Opposition shuns first polls in Kashmir since status change - GulfToday

Opposition shuns first polls in Kashmir since status change

India-Kashmir

Tourists in Shikaras cross the Dal Lake as they prepare to leave Srinagar. Associated Press

India’s main opposition Congress said on Wednesday it would boycott local elections in Kashmir, joining two other parties in a setback for government efforts to restart political activity after it revoked the state’s special status two months ago.

Prime Minister Narendra Modi has faced international condemnation for his handling of the situation in Kashmir, particularly over communication restrictions and the detention of hundreds of people including politicians that accompanied the withdrawal of its autonomy in August.

The government says normalcy is slowly returning to the Muslim-majority territory and was hoping that the elections to sub-district councils set for Oct. 24 would help bolster its case that ordinary Kashmiris wanted faster economic development.

But the Congress party state chief Ghulam Ahmad Mir said with scores of members detained, an election was pointless.

“We have decided to stay away from the polls which should have been deferred taking into consideration the prevailing situation in the state as was demanded by all the opposition political parties”, Mir, who himself was under house arrest till last week, told reporters in Kashmir’s main city of Srinagar.

Authorities detained hundreds of separatists fighting for Kashmir’s secession from India as well as local politicians for fear of large scale protests over the decision to withdraw Kashmir’s decades-old special rights and divide the state into two federal territories.

Many have since been released. Two other regional parties - National Conference and the Peoples Democratic Party - whose leaders are still detained, will also stay out of the polls.

“They (the government) want to give the impression that there is normal political activity but there is nothing normal about the situation,” a source with knowledge of the Peoples Democratic Party leadership’s thinking told Reuters.

On Sunday, National Conference leader Hasnain Masoodi said that unless political leaders were released, elections were futile.

“As of now there is no question of any democratic process and given the atmosphere that is around, the BDC elections seem irrelevant,” he told reporters in Srinagar, referring to what locally are known as block development councils.

Both parties also boycotted the village-level polls in the Kashmir Valley last year, leading to the election of heads for only around 60% of village councils, according to official data.

Authorities in Indian-controlled Kashmir will allow tourists back into the region two months after ordering them to leave because of security concerns amid an Indian crackdown, an official said Tuesday.

But tourists are unlikely to experience normal life in the disputed area or be able to use mobile internet or cellphones, which remain cut.

Local government spokesman Rohit Kansal said the decision was made after a review of the situation.
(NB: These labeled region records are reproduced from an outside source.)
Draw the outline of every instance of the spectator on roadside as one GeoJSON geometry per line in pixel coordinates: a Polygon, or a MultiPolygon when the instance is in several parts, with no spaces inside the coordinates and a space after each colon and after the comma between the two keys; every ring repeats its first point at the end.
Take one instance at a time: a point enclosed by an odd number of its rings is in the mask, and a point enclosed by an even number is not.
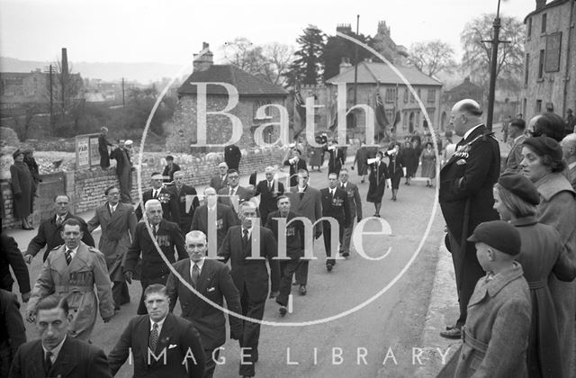
{"type": "Polygon", "coordinates": [[[21,149],[16,149],[12,157],[14,164],[10,166],[10,176],[14,218],[20,219],[22,230],[34,230],[28,221],[28,217],[32,213],[36,184],[30,168],[24,163],[24,153],[21,149]]]}
{"type": "Polygon", "coordinates": [[[98,153],[100,154],[100,166],[106,169],[110,166],[110,154],[108,153],[108,146],[112,146],[106,139],[108,135],[108,128],[103,126],[100,128],[100,135],[98,135],[98,153]]]}
{"type": "Polygon", "coordinates": [[[174,162],[174,157],[172,155],[166,157],[166,164],[164,171],[162,171],[162,176],[164,177],[164,183],[169,184],[174,181],[174,173],[182,169],[180,166],[174,162]]]}

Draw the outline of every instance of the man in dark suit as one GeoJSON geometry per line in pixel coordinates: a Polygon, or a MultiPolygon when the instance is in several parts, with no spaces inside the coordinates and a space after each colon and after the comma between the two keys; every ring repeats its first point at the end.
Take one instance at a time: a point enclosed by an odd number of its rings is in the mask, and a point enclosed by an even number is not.
{"type": "Polygon", "coordinates": [[[216,190],[219,190],[228,186],[228,164],[220,163],[218,165],[218,175],[210,179],[210,186],[216,190]]]}
{"type": "MultiPolygon", "coordinates": [[[[23,264],[23,262],[22,262],[23,264]]],[[[16,294],[0,289],[0,376],[7,377],[18,347],[26,342],[26,328],[16,294]]]]}
{"type": "Polygon", "coordinates": [[[194,212],[190,230],[197,230],[207,236],[210,246],[208,248],[210,252],[208,255],[215,256],[228,233],[228,230],[232,226],[238,225],[238,220],[230,206],[218,202],[214,188],[208,186],[204,189],[204,199],[206,203],[194,212]],[[212,216],[214,217],[213,221],[209,221],[212,216]],[[213,224],[216,227],[212,229],[208,226],[209,224],[213,224]],[[211,235],[211,232],[213,232],[213,234],[211,235]],[[213,246],[211,246],[211,244],[213,244],[213,246]]]}
{"type": "Polygon", "coordinates": [[[175,185],[172,189],[176,194],[176,202],[178,203],[178,213],[180,215],[178,226],[180,226],[182,235],[185,235],[190,230],[194,212],[200,207],[196,188],[184,184],[184,171],[175,172],[175,185]]]}
{"type": "Polygon", "coordinates": [[[242,153],[237,145],[226,146],[224,148],[224,161],[226,161],[230,169],[239,170],[240,158],[242,158],[242,153]]]}
{"type": "MultiPolygon", "coordinates": [[[[308,218],[312,224],[322,218],[322,199],[320,192],[308,184],[309,174],[307,170],[301,169],[298,172],[298,185],[290,188],[288,198],[290,198],[291,208],[294,212],[298,212],[308,218]]],[[[322,225],[317,223],[314,226],[314,238],[318,238],[322,235],[322,225]]],[[[309,259],[301,259],[301,263],[296,267],[296,284],[300,285],[299,292],[302,295],[306,295],[308,289],[308,265],[309,259]]]]}
{"type": "MultiPolygon", "coordinates": [[[[218,256],[224,258],[224,264],[230,260],[232,280],[240,292],[242,315],[262,320],[268,294],[266,259],[271,273],[270,298],[278,294],[280,267],[278,260],[274,259],[278,254],[278,245],[270,230],[253,224],[256,218],[256,205],[253,202],[242,202],[239,212],[241,225],[229,230],[218,256]]],[[[244,321],[240,347],[244,348],[244,356],[248,358],[242,358],[240,375],[254,376],[254,364],[258,361],[259,338],[260,324],[244,321]]]]}
{"type": "Polygon", "coordinates": [[[120,189],[109,186],[104,195],[107,201],[96,208],[94,217],[88,220],[88,231],[93,232],[98,226],[102,230],[98,249],[104,255],[110,281],[113,284],[114,310],[120,310],[122,304],[130,303],[122,266],[130,239],[136,233],[137,220],[134,207],[120,202],[120,189]]]}
{"type": "Polygon", "coordinates": [[[328,161],[328,174],[335,173],[338,177],[340,175],[340,169],[346,164],[346,156],[344,149],[338,148],[338,140],[332,140],[332,145],[328,148],[330,155],[328,161]]]}
{"type": "Polygon", "coordinates": [[[162,171],[165,184],[170,184],[174,180],[174,174],[181,170],[180,166],[174,162],[174,157],[168,155],[166,157],[166,166],[162,171]]]}
{"type": "Polygon", "coordinates": [[[354,230],[354,219],[359,222],[362,220],[362,200],[358,193],[358,187],[356,184],[348,181],[348,170],[346,168],[340,169],[340,183],[338,186],[348,194],[348,204],[350,205],[350,223],[348,227],[344,229],[342,236],[342,244],[340,244],[340,253],[343,256],[350,256],[350,239],[354,230]]]}
{"type": "MultiPolygon", "coordinates": [[[[349,227],[352,222],[350,219],[350,203],[348,202],[348,194],[338,187],[338,179],[336,173],[328,176],[328,187],[320,189],[320,196],[322,198],[322,217],[333,218],[334,220],[322,221],[324,233],[324,248],[326,249],[326,269],[328,272],[336,265],[336,259],[332,256],[332,229],[338,224],[338,242],[342,244],[342,237],[344,236],[344,229],[349,227]],[[335,223],[332,223],[335,221],[335,223]]],[[[336,250],[336,248],[334,248],[336,250]]]]}
{"type": "MultiPolygon", "coordinates": [[[[176,261],[174,248],[176,248],[177,259],[183,260],[187,257],[186,250],[184,247],[184,237],[180,232],[177,224],[162,218],[162,205],[158,200],[149,200],[146,202],[146,215],[152,236],[156,238],[162,253],[168,259],[170,264],[176,261]]],[[[142,285],[142,296],[140,304],[138,307],[138,314],[146,314],[144,305],[144,290],[152,284],[166,284],[168,279],[170,269],[164,263],[162,256],[156,248],[147,223],[141,221],[136,226],[136,237],[132,239],[132,244],[128,248],[126,261],[124,262],[124,276],[129,284],[132,283],[132,275],[136,270],[138,259],[142,255],[142,266],[140,272],[140,284],[142,285]]]]}
{"type": "Polygon", "coordinates": [[[132,197],[132,161],[130,159],[130,149],[132,141],[126,140],[123,145],[121,141],[120,147],[112,149],[110,158],[116,160],[116,176],[120,182],[121,201],[125,203],[131,203],[132,197]]]}
{"type": "Polygon", "coordinates": [[[298,148],[292,148],[292,158],[284,160],[284,165],[290,166],[290,186],[296,186],[298,184],[298,172],[301,169],[308,170],[306,160],[302,158],[302,151],[298,148]]]}
{"type": "Polygon", "coordinates": [[[150,178],[152,187],[142,193],[142,201],[136,208],[136,217],[138,220],[142,219],[142,209],[148,200],[158,200],[162,203],[162,212],[164,219],[173,221],[176,224],[180,223],[180,212],[178,211],[178,201],[176,194],[171,187],[163,186],[164,179],[159,172],[152,173],[150,178]]]}
{"type": "Polygon", "coordinates": [[[482,114],[473,100],[462,100],[454,105],[450,124],[463,139],[440,171],[440,207],[448,229],[460,304],[456,324],[440,332],[447,338],[460,338],[468,302],[476,283],[484,275],[474,244],[466,238],[480,223],[499,219],[492,208],[492,186],[500,172],[500,151],[493,132],[482,123],[482,114]]]}
{"type": "Polygon", "coordinates": [[[10,267],[12,267],[18,281],[22,302],[28,302],[31,292],[30,274],[22,252],[18,248],[18,243],[4,232],[0,234],[0,289],[12,292],[12,284],[14,283],[10,273],[10,267]]]}
{"type": "Polygon", "coordinates": [[[130,356],[134,377],[202,378],[204,351],[196,328],[169,312],[164,285],[149,285],[144,297],[148,315],[132,318],[108,355],[112,375],[130,356]]]}
{"type": "MultiPolygon", "coordinates": [[[[290,198],[285,195],[278,197],[278,210],[268,214],[266,227],[272,230],[276,242],[280,238],[286,239],[286,250],[279,251],[279,256],[285,258],[280,260],[280,292],[276,297],[276,302],[280,304],[278,312],[280,316],[286,315],[288,311],[288,297],[292,291],[292,277],[296,272],[298,265],[301,264],[300,257],[304,255],[304,225],[302,220],[293,220],[294,218],[301,217],[300,214],[292,212],[290,198]],[[281,223],[284,219],[285,224],[281,223]]],[[[311,244],[310,246],[312,247],[311,244]]]]}
{"type": "Polygon", "coordinates": [[[36,310],[40,340],[22,344],[10,370],[10,378],[112,377],[102,349],[68,335],[72,321],[66,298],[50,295],[36,310]]]}
{"type": "Polygon", "coordinates": [[[218,202],[232,208],[238,214],[238,205],[252,198],[252,192],[240,186],[240,175],[235,169],[228,171],[228,186],[221,188],[219,192],[218,202]]]}
{"type": "Polygon", "coordinates": [[[90,232],[88,232],[88,226],[86,222],[80,217],[72,215],[68,211],[70,205],[70,199],[66,194],[59,194],[54,197],[54,208],[56,210],[56,215],[44,220],[40,224],[38,228],[38,234],[30,240],[28,248],[24,253],[24,260],[30,264],[32,258],[38,254],[38,252],[46,247],[42,261],[46,261],[48,254],[50,253],[55,248],[64,244],[62,239],[61,231],[62,225],[66,220],[70,218],[77,220],[80,224],[80,230],[82,231],[82,241],[89,247],[94,247],[94,238],[90,232]]]}
{"type": "Polygon", "coordinates": [[[284,185],[274,178],[274,167],[266,166],[264,172],[266,179],[260,181],[256,186],[256,194],[254,196],[260,195],[260,206],[258,207],[260,210],[260,219],[267,220],[270,212],[278,210],[276,200],[278,196],[284,194],[284,185]]]}
{"type": "MultiPolygon", "coordinates": [[[[174,265],[174,268],[185,283],[170,273],[166,284],[170,311],[180,299],[181,316],[190,320],[198,329],[204,347],[204,378],[212,378],[220,346],[226,342],[226,319],[220,309],[205,302],[204,298],[220,307],[223,306],[223,300],[226,298],[228,310],[240,314],[240,296],[232,282],[228,266],[220,261],[206,258],[208,242],[203,232],[190,231],[186,234],[185,242],[190,258],[174,265]],[[194,287],[200,295],[190,290],[189,286],[194,287]]],[[[229,320],[230,338],[239,340],[242,338],[242,320],[235,316],[230,316],[229,320]]]]}

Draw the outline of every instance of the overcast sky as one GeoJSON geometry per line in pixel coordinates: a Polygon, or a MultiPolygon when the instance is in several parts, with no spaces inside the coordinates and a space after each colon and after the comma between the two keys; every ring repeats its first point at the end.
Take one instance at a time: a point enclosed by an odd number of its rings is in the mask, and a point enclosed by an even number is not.
{"type": "MultiPolygon", "coordinates": [[[[207,41],[219,58],[226,41],[295,45],[308,24],[335,34],[339,23],[374,35],[378,21],[397,44],[440,39],[461,54],[464,24],[495,13],[498,0],[0,0],[0,55],[54,60],[68,48],[73,62],[186,64],[207,41]]],[[[500,14],[520,19],[535,0],[502,1],[500,14]]]]}

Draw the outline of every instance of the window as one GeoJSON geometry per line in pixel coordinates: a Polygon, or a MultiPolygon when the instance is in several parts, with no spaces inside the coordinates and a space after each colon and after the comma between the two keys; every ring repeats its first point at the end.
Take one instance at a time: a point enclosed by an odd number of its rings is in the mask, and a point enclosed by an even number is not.
{"type": "Polygon", "coordinates": [[[386,103],[396,102],[396,88],[386,88],[386,103]]]}
{"type": "Polygon", "coordinates": [[[538,60],[538,78],[542,78],[544,75],[544,50],[540,50],[540,59],[538,60]]]}
{"type": "Polygon", "coordinates": [[[524,65],[524,86],[528,85],[528,68],[530,68],[530,53],[526,54],[526,63],[524,65]]]}

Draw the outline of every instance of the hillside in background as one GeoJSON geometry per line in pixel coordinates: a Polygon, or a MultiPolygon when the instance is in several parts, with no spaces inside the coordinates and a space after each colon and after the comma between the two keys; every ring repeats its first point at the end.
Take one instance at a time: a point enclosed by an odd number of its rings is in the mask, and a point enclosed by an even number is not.
{"type": "MultiPolygon", "coordinates": [[[[14,58],[0,57],[1,72],[31,72],[53,64],[49,61],[20,60],[14,58]]],[[[97,78],[104,81],[124,79],[136,80],[142,84],[158,81],[163,77],[172,77],[181,68],[180,66],[166,63],[87,63],[70,60],[72,72],[79,73],[84,78],[97,78]]],[[[185,72],[192,72],[190,68],[185,72]]]]}

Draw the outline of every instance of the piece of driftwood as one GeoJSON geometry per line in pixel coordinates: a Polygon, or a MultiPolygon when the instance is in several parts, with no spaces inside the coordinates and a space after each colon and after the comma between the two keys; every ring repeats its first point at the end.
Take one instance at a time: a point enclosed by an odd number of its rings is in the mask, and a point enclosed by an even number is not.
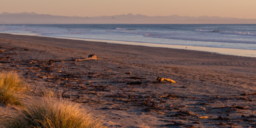
{"type": "Polygon", "coordinates": [[[75,60],[76,61],[80,61],[85,60],[98,60],[99,58],[96,56],[96,55],[94,54],[91,54],[90,55],[88,56],[88,58],[85,59],[78,59],[75,60]]]}
{"type": "Polygon", "coordinates": [[[156,79],[156,81],[158,81],[158,82],[160,82],[161,81],[167,81],[170,82],[171,83],[176,83],[176,82],[175,81],[172,79],[166,78],[162,78],[162,77],[158,77],[156,79]]]}

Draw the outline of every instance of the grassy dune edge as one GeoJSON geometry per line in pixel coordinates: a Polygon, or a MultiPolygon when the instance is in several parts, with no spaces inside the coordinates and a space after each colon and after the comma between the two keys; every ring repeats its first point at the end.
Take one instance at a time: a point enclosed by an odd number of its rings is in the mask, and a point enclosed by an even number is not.
{"type": "Polygon", "coordinates": [[[21,98],[26,91],[24,82],[13,72],[0,73],[0,102],[6,105],[21,105],[21,98]]]}
{"type": "Polygon", "coordinates": [[[31,100],[4,125],[12,128],[106,128],[99,119],[62,99],[40,97],[31,100]]]}

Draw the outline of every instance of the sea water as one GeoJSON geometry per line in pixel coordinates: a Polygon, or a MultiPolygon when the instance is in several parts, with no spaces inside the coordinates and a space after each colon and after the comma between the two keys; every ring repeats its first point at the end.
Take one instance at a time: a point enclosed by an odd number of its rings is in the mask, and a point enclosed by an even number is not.
{"type": "Polygon", "coordinates": [[[0,24],[0,32],[256,50],[256,24],[0,24]]]}

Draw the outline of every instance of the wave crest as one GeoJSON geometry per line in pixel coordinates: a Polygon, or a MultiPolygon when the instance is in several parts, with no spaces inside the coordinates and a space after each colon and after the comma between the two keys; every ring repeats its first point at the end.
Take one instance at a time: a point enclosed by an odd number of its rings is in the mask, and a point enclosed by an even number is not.
{"type": "Polygon", "coordinates": [[[248,32],[228,32],[222,31],[217,30],[207,30],[202,29],[196,29],[194,30],[195,32],[218,32],[220,34],[228,34],[230,35],[241,35],[241,36],[256,36],[256,33],[252,33],[248,32]]]}

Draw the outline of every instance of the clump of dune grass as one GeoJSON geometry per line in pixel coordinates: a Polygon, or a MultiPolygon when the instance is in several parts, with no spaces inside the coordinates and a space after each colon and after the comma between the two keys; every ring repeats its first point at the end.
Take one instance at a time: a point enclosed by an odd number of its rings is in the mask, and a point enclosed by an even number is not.
{"type": "Polygon", "coordinates": [[[43,97],[32,100],[4,125],[6,128],[106,128],[102,124],[70,101],[43,97]]]}
{"type": "Polygon", "coordinates": [[[21,105],[21,98],[26,90],[24,82],[16,73],[0,73],[0,103],[21,105]]]}

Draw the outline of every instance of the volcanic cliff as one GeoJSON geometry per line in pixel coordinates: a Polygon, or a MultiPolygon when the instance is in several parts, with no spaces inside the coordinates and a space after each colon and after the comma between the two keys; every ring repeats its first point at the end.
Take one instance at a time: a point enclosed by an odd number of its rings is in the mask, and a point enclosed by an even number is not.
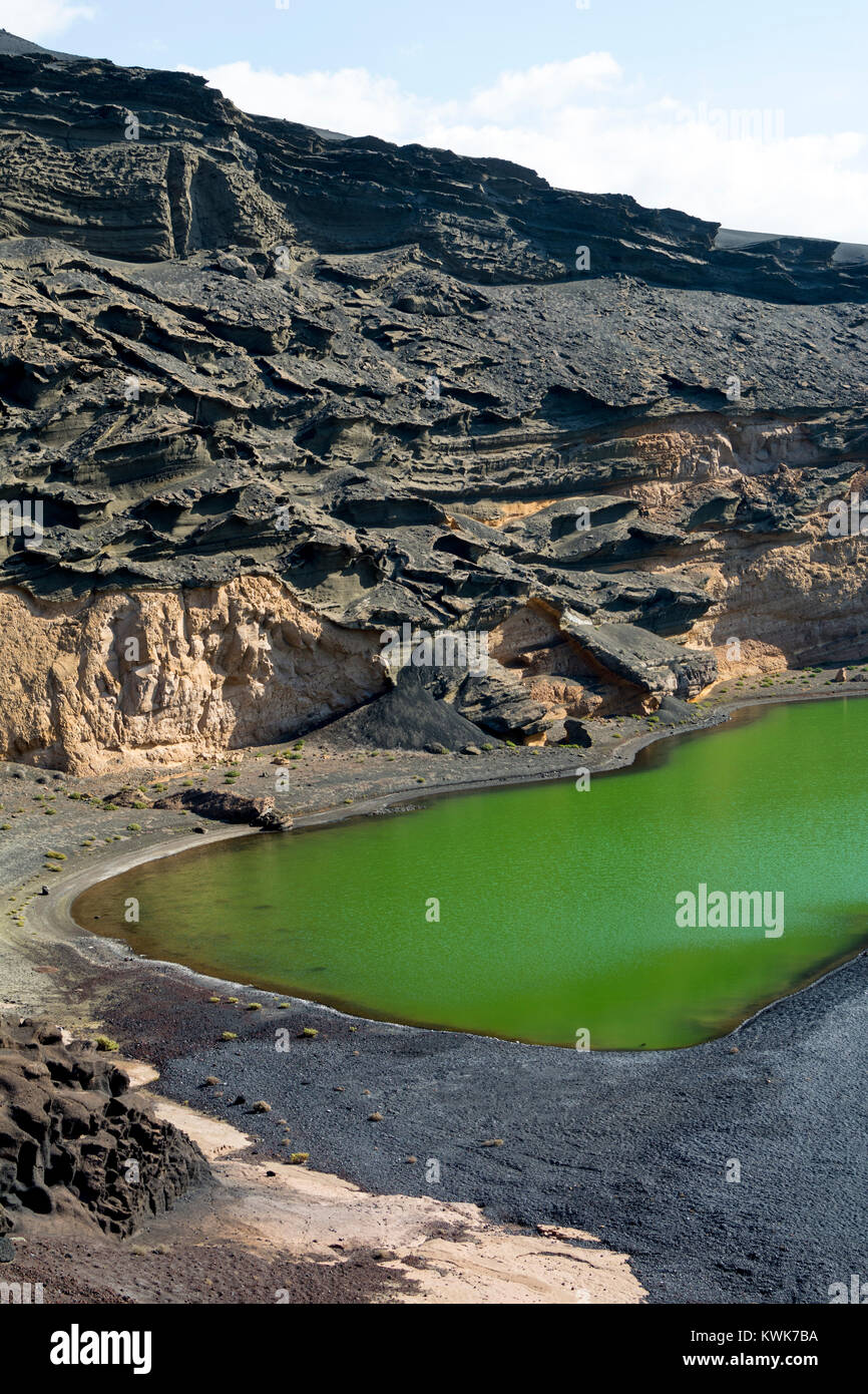
{"type": "Polygon", "coordinates": [[[283,739],[403,623],[524,742],[868,651],[865,248],[0,35],[0,280],[1,758],[283,739]]]}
Security restrictions “have now been withdrawn almost entirely from all parts of Jammu and Kashmir,” he said.

He said the restrictions on the entry of tourists will be lifted on Thursday.

The government instructed tourists and Hindu pilgrims to leave on Aug. 2, three days before India stripped the Muslim-majority region of its statehood and decades-old semi-autonomy.

Prime Minister Narendra Modi’s Hindu nationalist-led government also sent tens of thousands of additional troops to the region, already one of the most militarized in the world. It imposed a harsh security clampdown, cutting virtually all communications.

Indian troops arrested thousands of anti-India as well as pro-India activists, including some Kashmiri leaders who have historically accepted Indian rule over the region, in the days leading up to and after the revoking of its special status.

The moves touched off widespread anger, as one of the revisions allows anyone to buy land in the territory, which some Kashmiris fear will result in an influx of Hindus who would change the region’s culture and demographics.

Authorities have since eased some restrictions and encouraged students to return to school and businesses to reopen, but Kashmiris have largely stayed indoors to show their defiance of Indian rule.